Bhubaneswar: The Covid-19 pandemic having inflicted enormous damage to the global tourism industry, the need of the hour is to adopt transformative strategies, seek new technological options to put the travel trade back on the road to recovery, union minister of state for education and external affairs, Dr. Rajkumar Ranjan Singh said on Friday.
“As Covid-19 swept the continents, humanity was virtually fighting a world war to save itself and the leisure industry indicated a steep decline amounting to 2.86 trillion US dollars which quantified more than 50 per cent revenue loss,” Dr. Singh said while inaugurating a two-day international conference on ‘Trends and Disruptions in Hospitality and Tourism’ at Siksha ‘O’ Anusandhan (SOA).
The need was to explore the potential of new avenues in hospitality and tourism sector for reaching out to the customers, he said.
Dr. Singh said religious tourism could be used to strengthen India’s tourism outreach specifically in the South-east Asia region comprising countries like Thailand, Myanmar, Bhutan and Sri Lanka with sizeable Buddhist population.
India’s relationship with the Bay of Bengal Initiative for Multi-Sectoral Technical and Economic Cooperation (BIMSTEC) and Association of South East Asian Nations (ASEAN) countries, which had immense strategic and economic significance, could be leveraged to revive tourism, he said.
The conference, ‘Aatithya- Past, Present and Future 3.0’,was organised by the School of Hotel Management (SHM), SOA’s faculty of hospitality and tourism management. SOA chancellor Prof. D.P.Ray presided over the inaugural programme which was also addressed by Hara Prasad Das, eminent poet, essayist and columnist, Prof. SS Mantha, former chairman of All India Council for Technical Education (AICTE) and chancellor of KL University, Andhra Pradesh, Nitin Bhalla, founder and CEO of Kregzo, Delaware, USA and Dr. Tapan Kumar Panda, director and professor at Narsee Monjee Institute of Management Studies, Hyderabad.
Pointing out that BIMSTEC and ASEAN nations had deep connection with Buddhism, Dr. Singh said Buddhist tourist circuits in India could provide an impetus to tourism as people in those countries were keen to visit these places here.
The minister said innovations often came to the fore in response to a problem or need. “Tourism is one of the sectors with such innovation and growth potential,” he said adding “disruptive innovation is a potent weapon in the industry’s inventory allowing professionals to thrive in both ordinary and unusual circumstances.”
Das, who focused his speech on the hospitality industry, said the travel and leisure sector should ponder as to what they should do to grab the attention of tourists.
“The element of surprise for the tourist has gone out of the travel industry as a result of the expansion of the information highway. Now the time has come to understand the tourist was no longer interested in getting showered with rose petals on arrival. The traveller is looking for intellectual content in what you offer,” he said.

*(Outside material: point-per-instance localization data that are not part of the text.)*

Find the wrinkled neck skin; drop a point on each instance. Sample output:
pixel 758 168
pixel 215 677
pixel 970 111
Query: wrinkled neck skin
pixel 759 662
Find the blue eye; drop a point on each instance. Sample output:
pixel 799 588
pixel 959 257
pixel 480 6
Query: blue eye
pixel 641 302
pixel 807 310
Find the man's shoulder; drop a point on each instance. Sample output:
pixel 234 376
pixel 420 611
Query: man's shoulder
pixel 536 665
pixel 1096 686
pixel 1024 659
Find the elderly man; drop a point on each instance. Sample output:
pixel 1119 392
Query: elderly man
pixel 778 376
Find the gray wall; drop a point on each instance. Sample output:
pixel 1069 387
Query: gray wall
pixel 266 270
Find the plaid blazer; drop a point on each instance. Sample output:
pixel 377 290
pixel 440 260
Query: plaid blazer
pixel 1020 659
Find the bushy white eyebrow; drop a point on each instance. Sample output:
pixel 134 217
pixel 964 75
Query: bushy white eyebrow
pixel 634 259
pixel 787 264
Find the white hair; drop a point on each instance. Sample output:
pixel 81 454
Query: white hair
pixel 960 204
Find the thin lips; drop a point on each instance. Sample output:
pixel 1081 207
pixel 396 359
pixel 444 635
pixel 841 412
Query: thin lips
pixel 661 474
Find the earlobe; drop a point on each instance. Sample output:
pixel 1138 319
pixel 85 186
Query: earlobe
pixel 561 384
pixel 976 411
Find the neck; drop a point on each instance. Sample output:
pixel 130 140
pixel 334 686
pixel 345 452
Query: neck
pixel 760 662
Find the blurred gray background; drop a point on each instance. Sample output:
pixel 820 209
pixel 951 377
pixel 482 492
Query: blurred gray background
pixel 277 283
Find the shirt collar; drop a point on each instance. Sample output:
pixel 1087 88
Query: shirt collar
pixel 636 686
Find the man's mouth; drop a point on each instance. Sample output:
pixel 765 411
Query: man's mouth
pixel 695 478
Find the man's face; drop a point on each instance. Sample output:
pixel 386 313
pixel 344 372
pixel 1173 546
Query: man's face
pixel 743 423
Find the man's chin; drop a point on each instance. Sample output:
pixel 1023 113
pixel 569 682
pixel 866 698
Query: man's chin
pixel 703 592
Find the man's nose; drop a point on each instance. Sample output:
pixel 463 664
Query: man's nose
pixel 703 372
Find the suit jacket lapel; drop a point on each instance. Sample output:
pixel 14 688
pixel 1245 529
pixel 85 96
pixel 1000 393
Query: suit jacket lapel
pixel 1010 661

A former civil servant who had served various UN bodies as an expert, Das said the colonial style of hotel and tourism management should end and it should be understood that the tourist need not be treated like a king. All he needs is good food, good hygiene and things to hold his interest, he said.

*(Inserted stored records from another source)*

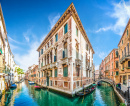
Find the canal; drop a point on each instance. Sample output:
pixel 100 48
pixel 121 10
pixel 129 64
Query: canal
pixel 26 95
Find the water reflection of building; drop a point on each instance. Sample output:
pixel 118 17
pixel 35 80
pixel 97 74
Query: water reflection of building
pixel 108 95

“There are no good coffee table books on subjects like history, temples, relics, tradition, wildlife, folk art and other topics of interest in Odisha which could be made available in the hotel rooms. There is need for such classy books with the global tourist in mind. Universities like SOA could do it,” he said.
Prof. Mantha said Artificial Intelligence (AI) could bring in rapid change in the tourism industry. Disruptions replace the existing market and create new opportunities, he said adding digital transformation would happen in all spheres.
Prof. Sitikantha Mishra, adviser and dean of SHM, welcomed the guests while Prof. BB Pradhan, pro-vice chancellor and registrar of SOA introduced the theme of the conference.